Harry poured a finger of schnapps into each mug.

“Stingy,” she accused.

He added another finger’s worth.

“That’s better.” Cassie raised her mug. “Here’s to finding Adam safe and the amulet in mint condition.”

“To finding Adam and the amulet,” he echoed, and they clinked their mugs.

She swallowed the peppermint liqueur with a toss of her head. It burned nice and friendly all the way down.

“Whew.”

Glancing over, Cassie saw that Harry had taken only a tiny sip of his schnapps and was making a face like he was downing castor oil.

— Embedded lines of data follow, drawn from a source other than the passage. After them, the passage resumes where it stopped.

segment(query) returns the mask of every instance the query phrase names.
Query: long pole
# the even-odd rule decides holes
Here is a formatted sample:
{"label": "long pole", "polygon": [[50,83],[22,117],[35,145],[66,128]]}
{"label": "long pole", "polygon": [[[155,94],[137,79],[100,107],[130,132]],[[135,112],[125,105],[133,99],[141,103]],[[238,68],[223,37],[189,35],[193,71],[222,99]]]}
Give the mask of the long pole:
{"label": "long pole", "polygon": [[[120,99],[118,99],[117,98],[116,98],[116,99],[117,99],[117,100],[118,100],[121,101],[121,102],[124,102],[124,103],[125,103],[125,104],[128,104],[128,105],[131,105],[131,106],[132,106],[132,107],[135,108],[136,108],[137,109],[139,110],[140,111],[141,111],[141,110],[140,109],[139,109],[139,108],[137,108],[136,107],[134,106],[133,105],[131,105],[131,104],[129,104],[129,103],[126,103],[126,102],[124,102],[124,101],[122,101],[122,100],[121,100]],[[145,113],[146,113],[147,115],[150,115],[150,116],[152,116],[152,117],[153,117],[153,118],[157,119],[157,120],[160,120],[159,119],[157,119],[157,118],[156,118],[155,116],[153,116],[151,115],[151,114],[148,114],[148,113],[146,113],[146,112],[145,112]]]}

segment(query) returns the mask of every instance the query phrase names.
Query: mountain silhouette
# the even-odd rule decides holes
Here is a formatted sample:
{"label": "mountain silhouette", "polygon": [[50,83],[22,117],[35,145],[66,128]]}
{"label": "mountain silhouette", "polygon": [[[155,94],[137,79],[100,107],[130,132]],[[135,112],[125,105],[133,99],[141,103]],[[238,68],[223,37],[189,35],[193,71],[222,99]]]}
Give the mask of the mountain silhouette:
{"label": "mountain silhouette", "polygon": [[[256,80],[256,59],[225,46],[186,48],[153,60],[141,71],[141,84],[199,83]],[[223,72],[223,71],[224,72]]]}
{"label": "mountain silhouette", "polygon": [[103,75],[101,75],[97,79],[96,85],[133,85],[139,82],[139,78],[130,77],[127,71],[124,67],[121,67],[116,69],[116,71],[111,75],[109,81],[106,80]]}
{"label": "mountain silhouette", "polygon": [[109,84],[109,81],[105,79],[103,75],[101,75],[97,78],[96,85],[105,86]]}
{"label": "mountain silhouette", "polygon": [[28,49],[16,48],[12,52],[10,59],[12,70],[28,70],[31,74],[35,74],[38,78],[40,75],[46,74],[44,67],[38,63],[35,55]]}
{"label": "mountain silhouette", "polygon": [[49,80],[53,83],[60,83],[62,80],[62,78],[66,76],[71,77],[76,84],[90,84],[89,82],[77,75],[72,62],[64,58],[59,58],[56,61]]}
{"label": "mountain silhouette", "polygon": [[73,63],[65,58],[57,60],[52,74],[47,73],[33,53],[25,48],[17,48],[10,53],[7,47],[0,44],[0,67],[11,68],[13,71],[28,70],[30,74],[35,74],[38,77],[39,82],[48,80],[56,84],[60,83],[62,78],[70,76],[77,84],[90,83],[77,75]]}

“No, no.” She shook her head. “You gotta shoot it down in one big gulp.”

“It’s going to burn.”

“But then you’ll feel warm and toasty inside. Trust me on this. Down the hatch,” she wheedled.

He made a face.

She could tell he didn’t want to shoot it, but the man needed to learn to relax. She gave him the college chant that had usually persuaded her to overindulge: “Chug, chug, chug.”

More to shut her up than anything else, Harry slung back the schnapps.

“Way to go.” She slapped him on the back.

She was leaning against the counter, her head buzzing sweet and easy, her breast just slightly grazing his arm. She hadn’t brushed up against him deliberately, but the results were the same as if she had. One quick glance down and she was honored to discover the bulge in his Dockers.

“You shouldn’t have any trouble falling asleep now,” she whispered.

“It’s not the falling asleep that worries me,” he muttered. “It’s the getting up.”